Ancora un piccolo consiglio. Se siete amanti delle Fiction e del crime e siete iscritti a Rai Play vi consiglio, nella Sezione Fiction Crime, di cliccare sulla foto di “Blanca” e di guardare le sei puntate della Serie. La Fiction è liberamente tratta dai Romanzi di Patrizia Rinaldi e racconta la storia di una ragazza cieca (e del suo cane-guida, Linneo) che – da stagista in Polizia (anche se cieca) riesce, grazie alle abilità sviluppate proprio perché priva della vista (è stata impegnata presso la Procura di Genova nel decodage dei file audio) a risolvere diversi casi, nonostante che tutti la guardino, all’inizio, con molta diffidenza e con lo scetticismo che spesso, i normodotati, sfoderano di fronte ai disabili.

Ad interpretare Blanca Ferrando è Maria Chiara Giannetta, attrice vedente, che ha raccontato di essere riuscita nella parte grazie alla consulenza di Andrea Bocelli – ipovedente dall’età di sei anni e cieco da quella di dodici per una pallonata in faccia, rimediata durante una partita di calcio – anche grazie alla lettura del libro di John M. Hull di cui sopra.
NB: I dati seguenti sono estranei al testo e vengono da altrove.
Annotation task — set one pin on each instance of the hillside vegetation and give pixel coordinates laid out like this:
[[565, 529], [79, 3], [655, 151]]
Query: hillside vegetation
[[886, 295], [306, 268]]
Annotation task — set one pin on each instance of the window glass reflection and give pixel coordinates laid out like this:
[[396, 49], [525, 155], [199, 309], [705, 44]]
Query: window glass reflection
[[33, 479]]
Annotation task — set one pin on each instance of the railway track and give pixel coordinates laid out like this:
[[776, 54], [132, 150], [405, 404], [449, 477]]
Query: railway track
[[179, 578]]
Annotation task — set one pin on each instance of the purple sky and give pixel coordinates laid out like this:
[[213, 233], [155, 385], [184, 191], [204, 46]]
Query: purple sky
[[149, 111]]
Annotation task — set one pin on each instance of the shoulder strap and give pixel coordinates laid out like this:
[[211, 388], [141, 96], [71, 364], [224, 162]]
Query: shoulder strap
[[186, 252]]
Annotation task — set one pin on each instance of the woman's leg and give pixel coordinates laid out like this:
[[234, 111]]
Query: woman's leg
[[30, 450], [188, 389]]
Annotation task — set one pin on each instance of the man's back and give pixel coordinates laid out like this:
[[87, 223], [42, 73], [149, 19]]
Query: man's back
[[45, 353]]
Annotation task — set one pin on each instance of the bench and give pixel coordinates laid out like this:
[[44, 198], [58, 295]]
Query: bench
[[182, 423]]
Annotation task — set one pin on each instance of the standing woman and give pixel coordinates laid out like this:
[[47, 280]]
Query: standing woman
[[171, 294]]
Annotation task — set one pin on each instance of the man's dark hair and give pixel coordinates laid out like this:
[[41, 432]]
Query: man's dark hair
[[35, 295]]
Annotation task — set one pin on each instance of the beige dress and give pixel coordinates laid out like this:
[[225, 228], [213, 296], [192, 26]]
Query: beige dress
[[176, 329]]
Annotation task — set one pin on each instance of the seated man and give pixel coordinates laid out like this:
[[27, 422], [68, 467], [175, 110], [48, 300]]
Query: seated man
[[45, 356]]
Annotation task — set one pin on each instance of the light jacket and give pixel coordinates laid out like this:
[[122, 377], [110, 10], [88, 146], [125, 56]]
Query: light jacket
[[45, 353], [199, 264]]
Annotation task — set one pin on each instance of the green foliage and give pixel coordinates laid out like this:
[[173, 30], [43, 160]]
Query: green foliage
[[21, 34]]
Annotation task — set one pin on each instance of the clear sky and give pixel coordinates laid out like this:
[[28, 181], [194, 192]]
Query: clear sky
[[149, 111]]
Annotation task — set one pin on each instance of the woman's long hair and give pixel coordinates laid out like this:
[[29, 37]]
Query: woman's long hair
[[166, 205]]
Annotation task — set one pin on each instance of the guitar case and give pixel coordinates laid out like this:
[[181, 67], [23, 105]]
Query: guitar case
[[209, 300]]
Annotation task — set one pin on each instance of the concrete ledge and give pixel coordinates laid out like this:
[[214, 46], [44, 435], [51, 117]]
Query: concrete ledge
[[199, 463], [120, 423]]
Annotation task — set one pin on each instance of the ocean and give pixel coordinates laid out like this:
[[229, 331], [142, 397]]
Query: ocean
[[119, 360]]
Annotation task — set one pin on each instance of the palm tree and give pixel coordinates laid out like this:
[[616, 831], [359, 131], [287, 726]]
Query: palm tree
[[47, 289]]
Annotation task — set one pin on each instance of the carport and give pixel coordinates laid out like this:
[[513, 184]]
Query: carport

La Serie TV è girata, per la prima volta in Italia (ma credo nel mondo), in Olofonia, una particolare tecnica di registrazione e riproduzione del suono che permette di essere al posto della protagonista.

Ultima annotazione: l’Olofonia, che utilizza un particolare microfono detto olofono, è stata inventata in Italia da Umberto Maggi (ex bassista dei Nomadi, quelli di Augusto Daolio), Maurizio Maggi e Hugo Zuccarelli ed è stata utilizzata, negli anni ’80 del ‘900, anche da artisti del calibro dei Pink Floyd e di Roger Waters.